Our Paper Multi-Class Hypersphere Anomaly Detection (MCHAD) has been accepted for presentation at the ICPR 2022. In summary, we propose a new loss function for learning neural networks that are able to detect anomalies in their inputs.
How does it work?
Omitting some details, the loss we propose has three different components, each of which we will explain in the following.
Intra-Class Variance
We want the $f(x)$ of one class to cluster as tightly around a class center $\mu_y$ as possible. For this, we can use the the Intra class variance loss which is defined as:
$$ \mathcal{L}_{\Lambda}(x,y) = \Vert \mu_y - f(x) \Vert^2 $$
Inter-Class Variance
A trivial solution to minimize $ \mathcal{L}_{\Lambda}$ would be to map all inputs to the same point, which would lead to the collapse of the model.
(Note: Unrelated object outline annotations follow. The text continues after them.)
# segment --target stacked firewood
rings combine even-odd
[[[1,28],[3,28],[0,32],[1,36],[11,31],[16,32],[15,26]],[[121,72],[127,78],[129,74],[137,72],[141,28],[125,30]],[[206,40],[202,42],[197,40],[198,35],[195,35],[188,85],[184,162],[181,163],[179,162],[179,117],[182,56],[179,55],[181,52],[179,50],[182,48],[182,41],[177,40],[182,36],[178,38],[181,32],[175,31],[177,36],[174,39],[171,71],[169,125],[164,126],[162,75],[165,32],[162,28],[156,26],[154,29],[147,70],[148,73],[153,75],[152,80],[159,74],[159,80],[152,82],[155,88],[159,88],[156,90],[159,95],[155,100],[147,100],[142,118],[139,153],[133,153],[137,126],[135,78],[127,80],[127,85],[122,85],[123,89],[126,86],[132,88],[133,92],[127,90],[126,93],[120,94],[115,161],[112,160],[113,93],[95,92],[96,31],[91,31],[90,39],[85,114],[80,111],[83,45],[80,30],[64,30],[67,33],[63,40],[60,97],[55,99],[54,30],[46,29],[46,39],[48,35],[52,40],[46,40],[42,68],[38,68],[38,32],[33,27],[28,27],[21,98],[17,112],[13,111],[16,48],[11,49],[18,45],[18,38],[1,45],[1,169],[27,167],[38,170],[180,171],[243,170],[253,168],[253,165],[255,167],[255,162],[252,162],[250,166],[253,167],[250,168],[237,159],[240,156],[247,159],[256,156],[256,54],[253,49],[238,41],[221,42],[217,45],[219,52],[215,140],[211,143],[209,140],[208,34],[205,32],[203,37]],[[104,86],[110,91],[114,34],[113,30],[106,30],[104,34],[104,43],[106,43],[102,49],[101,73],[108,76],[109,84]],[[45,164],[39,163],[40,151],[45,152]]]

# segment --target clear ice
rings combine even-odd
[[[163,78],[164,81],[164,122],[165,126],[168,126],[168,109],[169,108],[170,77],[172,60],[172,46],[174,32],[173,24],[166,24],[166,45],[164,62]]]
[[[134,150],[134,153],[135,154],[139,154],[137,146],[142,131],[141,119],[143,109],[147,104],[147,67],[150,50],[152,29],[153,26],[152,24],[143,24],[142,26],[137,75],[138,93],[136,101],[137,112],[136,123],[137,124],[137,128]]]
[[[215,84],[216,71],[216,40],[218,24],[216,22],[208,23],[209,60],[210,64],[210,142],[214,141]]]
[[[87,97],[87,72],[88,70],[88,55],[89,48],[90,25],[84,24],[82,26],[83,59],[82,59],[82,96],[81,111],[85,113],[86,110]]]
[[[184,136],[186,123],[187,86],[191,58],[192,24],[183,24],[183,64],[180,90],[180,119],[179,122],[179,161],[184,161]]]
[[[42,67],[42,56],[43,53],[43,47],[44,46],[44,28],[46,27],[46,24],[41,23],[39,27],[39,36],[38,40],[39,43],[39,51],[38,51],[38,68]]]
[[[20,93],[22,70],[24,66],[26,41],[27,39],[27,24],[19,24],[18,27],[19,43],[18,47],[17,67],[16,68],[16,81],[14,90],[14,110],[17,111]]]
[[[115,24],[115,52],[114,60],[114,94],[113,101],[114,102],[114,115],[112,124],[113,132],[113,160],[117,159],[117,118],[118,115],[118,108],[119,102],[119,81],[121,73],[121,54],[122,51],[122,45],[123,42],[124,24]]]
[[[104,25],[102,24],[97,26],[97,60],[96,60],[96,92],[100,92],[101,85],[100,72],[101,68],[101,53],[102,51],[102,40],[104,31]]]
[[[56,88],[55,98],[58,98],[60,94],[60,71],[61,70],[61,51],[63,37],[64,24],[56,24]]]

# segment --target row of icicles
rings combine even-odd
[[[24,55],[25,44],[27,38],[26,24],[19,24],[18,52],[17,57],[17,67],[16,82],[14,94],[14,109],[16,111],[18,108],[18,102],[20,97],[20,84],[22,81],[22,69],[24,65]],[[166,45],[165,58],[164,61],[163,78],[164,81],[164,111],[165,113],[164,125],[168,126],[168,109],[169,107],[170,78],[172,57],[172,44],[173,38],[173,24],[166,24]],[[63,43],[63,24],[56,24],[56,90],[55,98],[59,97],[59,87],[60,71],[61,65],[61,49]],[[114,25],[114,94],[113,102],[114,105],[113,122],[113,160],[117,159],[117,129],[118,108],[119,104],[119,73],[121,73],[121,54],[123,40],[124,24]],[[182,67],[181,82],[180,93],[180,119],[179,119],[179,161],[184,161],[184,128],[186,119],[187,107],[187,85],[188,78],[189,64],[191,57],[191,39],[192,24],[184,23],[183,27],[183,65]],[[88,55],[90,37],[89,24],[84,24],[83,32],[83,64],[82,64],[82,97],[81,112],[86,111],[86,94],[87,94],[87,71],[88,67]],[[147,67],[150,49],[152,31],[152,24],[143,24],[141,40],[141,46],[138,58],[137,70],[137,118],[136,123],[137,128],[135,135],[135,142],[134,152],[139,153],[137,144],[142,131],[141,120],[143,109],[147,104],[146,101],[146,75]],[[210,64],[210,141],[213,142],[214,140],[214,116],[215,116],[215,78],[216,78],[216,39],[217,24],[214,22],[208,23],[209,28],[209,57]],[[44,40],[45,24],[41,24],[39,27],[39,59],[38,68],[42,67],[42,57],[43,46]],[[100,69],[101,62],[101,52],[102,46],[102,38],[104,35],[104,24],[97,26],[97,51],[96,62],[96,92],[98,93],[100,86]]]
To prevent this, we have to add a second term that ensures that the points remain separable:
$$ \mathcal{L}_{\Delta}(x,y) = \log (1 + \sum e^{ \Vert \mu_y - f(x) \Vert^2 - \Vert\mu_j - f(x) \Vert^2} ) $$
This expression might seem rather random, but it can in fact be derived from the method of maximum likelihood.
Extra-Class Variance
Sometimes, we have a set of example outliers at hand. Previous work showed that the robustness of models can be significantly improved by including these in the optimization. Therefore, we can add a term that incentivize that such outliers are mapped sufficiently far away from the class centers as:
$$ \mathcal{L}_{\Theta}(x) = \max \lbrace 0, r_y^2 - \Vert \mu_y - f(x) \Vert^2 \rbrace $$
where $x$ is some outlier and $r_y$ is some class conditional radius. This term can also be applied to other methods that aim to learn spherical clusters in their output space. We refer to it as Generalized MCHAD.
How well does it work?
In our experiments, we found that both MCHAD and Generalized MCHAD outperform other hypersphere learning methods. In ablations studies, we also investigated the influence of each of the loss terms and demonstrated that all of them contribute to the overall performance in terms of discriminative power on normal data and the ability to detect anomalies.